My husband clomps in from work, stomping snow from his boots. I don’t mention my anxiety to him; he thinks I’m loony enough. He unwinds from a scarf-hat-jacket cocoon, grabs a beer, and logs on to his computer while I fuss with supper. “If you’ve been trying to text Jake,” he yells from his desk, “don’t bother. He just e-mailed me he lost his phone.”

Well, that explains the silence. And it’s not exactly unprecedented; we pay a special lost-my-phone monthly fee just to cover Jake’s penchant for this. Still, I’m unhappy. I feel like a spacewalking astronaut who’s accidentally sliced through the lines to the mother-ship. I keep thinking of things I want to text my son, questions I need to ask him: Did he manage to switch out of that archaeology course with the scary professor? Have the blankets he left at home and I shipped to him arrived? I settle for an e-mail, but there’s no expectation he’ll get right back to me on that the way there is with texting. And who knows how long it will take for us to get him another phone?

Flash-forward to midnight. My phone rings. It’s my daughter, Marcy, calling from her room at college. She’s sobbing. “Honey, what’s wrong?” I ask in dismay. A whole litany of stuff: The Internet’s out, so she can’t Skype with her boyfriend in Mexico. It’s cold. Amazon wants to charge her $232 for a paperback she needs for a course. She e-mailed a question to her Spanish prof and the prof sent a mean e-mail back. She has so much work to do. Wasn’t college supposed to be fun? She’s not having fun.

This, also, is not unprecedented. I spend the next hour talking her down: The Internet will be fixed tomorrow. Spring will come sometime. The prof thing must be a misunderstanding. The Amazon price has to be a mistake. As for the fun, I’m not sure what to tell her. It’s possible college is only fun in retrospect, compared to the rest of life.
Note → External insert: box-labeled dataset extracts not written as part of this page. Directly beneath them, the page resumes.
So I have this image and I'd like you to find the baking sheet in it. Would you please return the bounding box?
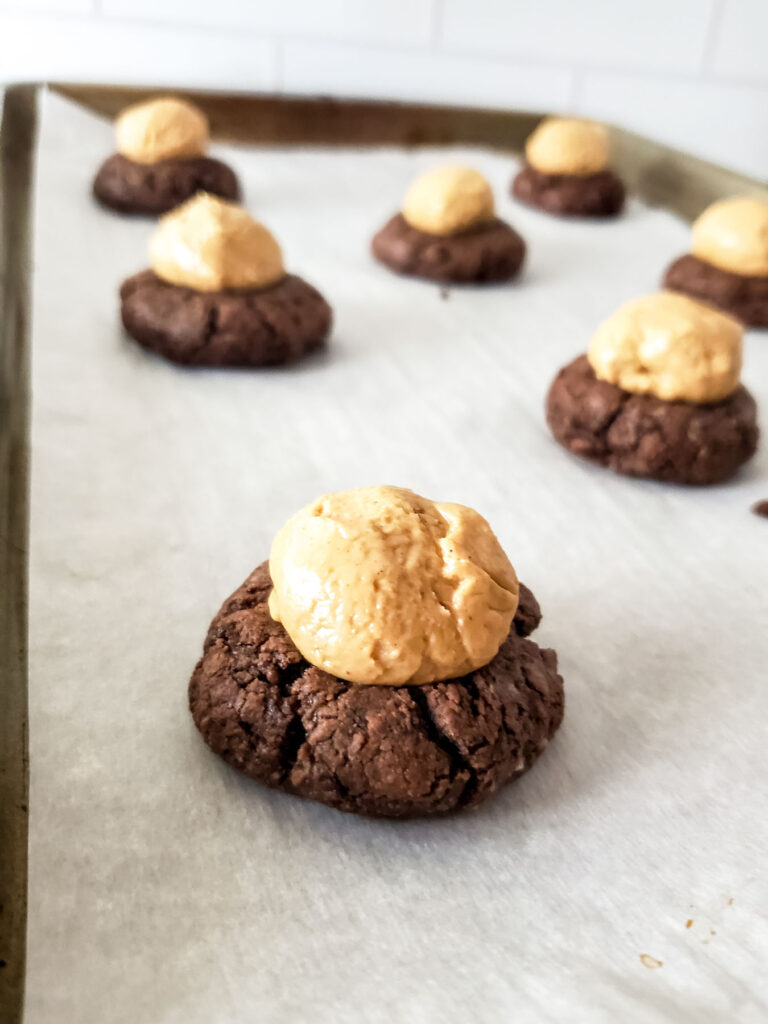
[26,88,768,1024]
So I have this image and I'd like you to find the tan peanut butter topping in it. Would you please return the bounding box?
[402,167,495,234]
[115,97,208,164]
[269,486,518,686]
[525,118,610,176]
[691,197,768,278]
[587,292,742,402]
[150,193,286,292]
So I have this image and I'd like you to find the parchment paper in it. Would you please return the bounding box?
[27,90,768,1024]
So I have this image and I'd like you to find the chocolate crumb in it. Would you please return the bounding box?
[640,953,664,968]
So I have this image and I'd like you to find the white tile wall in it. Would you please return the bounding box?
[0,0,768,178]
[440,0,715,72]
I don’t really believe that. Marcy doesn’t, either. I know by now—she’s a senior—that tomorrow she’ll be sunny again. I do wonder, though: If she didn’t have a cell phone, if she couldn’t call at midnight and dump all her angst onto me, would she build up more self-reliance? I know I’d get more sleep.

When did my cell phone become so indispensable? About the same time it became such a pain in the butt.